Вещи на вокзал перевезли с утра на трамвае, сдали на хранение, помог студент-географ. Поезд уходил днем, провожала Евдокия Терентьевна. Бежали до вокзала с детской коляской; в ней Митя, мешок с керосинкой, еще мешок - с горшком и кастрюлькой. Дорога долгая. Маша боялась за Митю после его болезни.
Прямых поездов на большие расстояния не было, Машу страшили пересадки. Весь путь на восток запомнился ей как непрерывная тревога за детей и надрывное таскание узлов и чемоданов. У Мити заболел животик, Катя кашляла, начинался бронхит. Если была на вокзале детская комната, Маша шла туда, проходили пропускник, без этого не принимали, да Маша и не пыталась миновать санобработки, боялась вшей.
На одной из пересадок пришлось почти сутки провести в зале ожидания. Маша обратила внимание на женщину с тремя детьми. Двое постарше спали на узлах, а маленького мать держала на коленях, поднимала поочередно его посиневшие ручки, дышала на них, согревая. У младенца запрокинулась головка, Маша хотела сказать матери, что это вредно для спящего, но тут увидела полуоткрытый ротик, по которому ползала муха, и поняла: ребенок мертв. Подходили соседки, потом появилась женщина в белом халате - врач или медсестра, следом пришел начальник вокзала, долго уговаривали ее и вместе с ребенком увели. Вернулась она одна, села, закрыла лицо платком, сдернутым с головы, и сидела, тихо постанывая. К ней подходили такие же, как она, странницы, расспрашивали, уговаривали.

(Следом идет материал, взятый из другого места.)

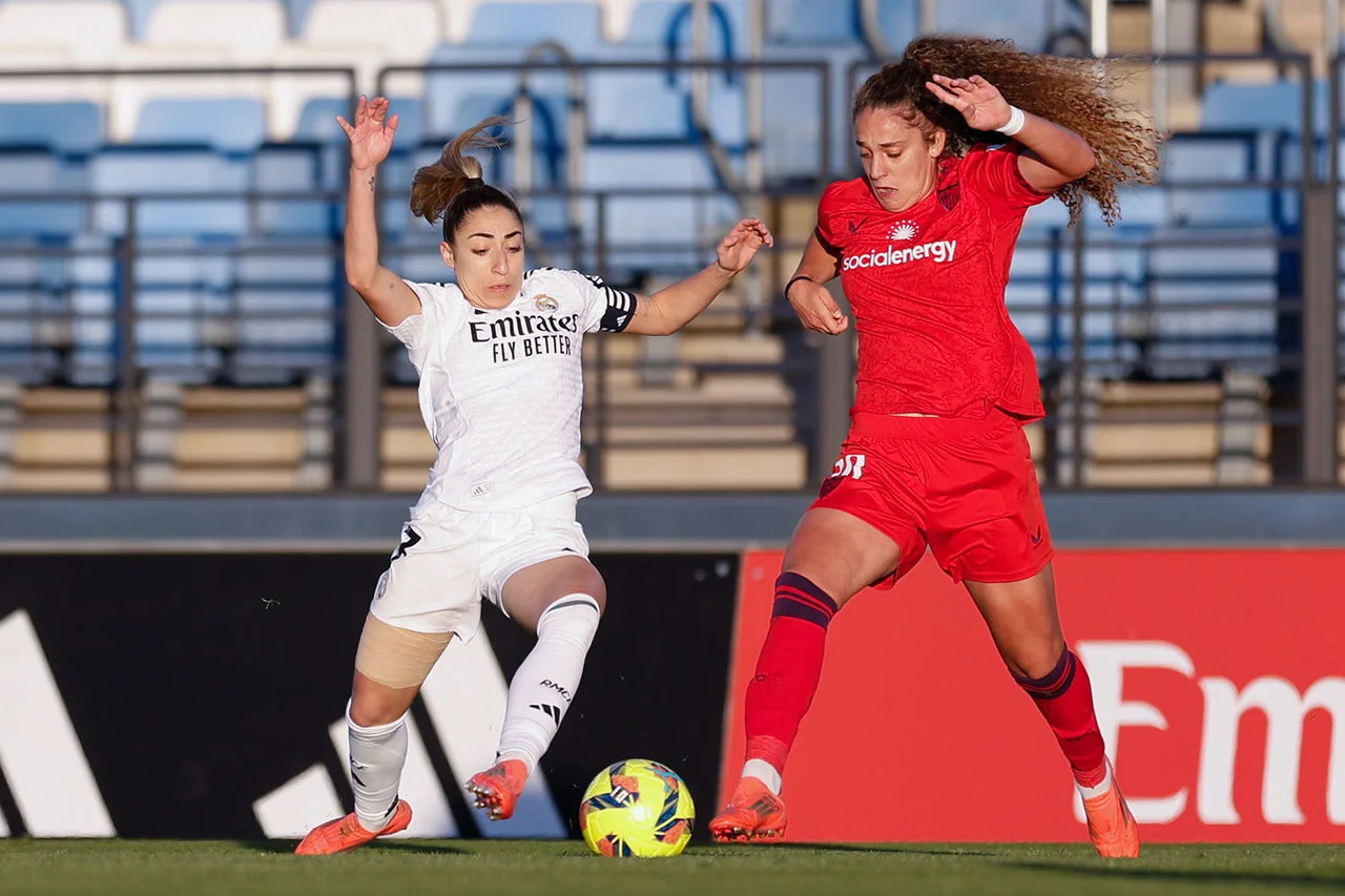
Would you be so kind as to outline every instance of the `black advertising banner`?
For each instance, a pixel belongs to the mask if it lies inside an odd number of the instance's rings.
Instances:
[[[565,725],[515,818],[461,782],[494,759],[533,636],[492,607],[412,709],[408,835],[574,837],[609,763],[663,761],[718,792],[736,554],[608,554],[599,628]],[[5,556],[0,835],[297,837],[348,811],[344,708],[387,557]]]

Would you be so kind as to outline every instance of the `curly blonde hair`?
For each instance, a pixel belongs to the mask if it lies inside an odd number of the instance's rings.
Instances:
[[[999,133],[972,130],[966,118],[925,87],[931,75],[981,75],[1024,112],[1053,121],[1083,137],[1098,165],[1065,184],[1056,196],[1079,221],[1084,196],[1092,196],[1108,225],[1120,218],[1116,187],[1151,184],[1158,178],[1161,137],[1134,105],[1116,98],[1126,79],[1114,63],[1050,57],[1018,50],[1011,40],[925,35],[907,44],[900,62],[882,66],[859,87],[851,117],[866,109],[907,109],[947,132],[947,152],[963,155],[976,143],[1005,143]]]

Маше сказали, что ребенок страдал животиком, плакал, предлагали отправить в больницу, но мать не отдавала одного, а поехать с ним не могла, не с кем оставить двух других - трех и пяти лет.
Теперь же, когда тело маленького взяли на вскрытие, мать маялась горем. Она не плакала, а все говорила и говорила: зачем делать вскрытие, он и так настрадался, согласилась - пусть хоронят на прибольничном кладбище, самой ей не похоронить, врачиха сказала, возле морга много детских могил, только сделают ли надпись: "Костенька Сысоев, год и пять месяцев",- она просила сделать, чтобы найти, когда война кончится.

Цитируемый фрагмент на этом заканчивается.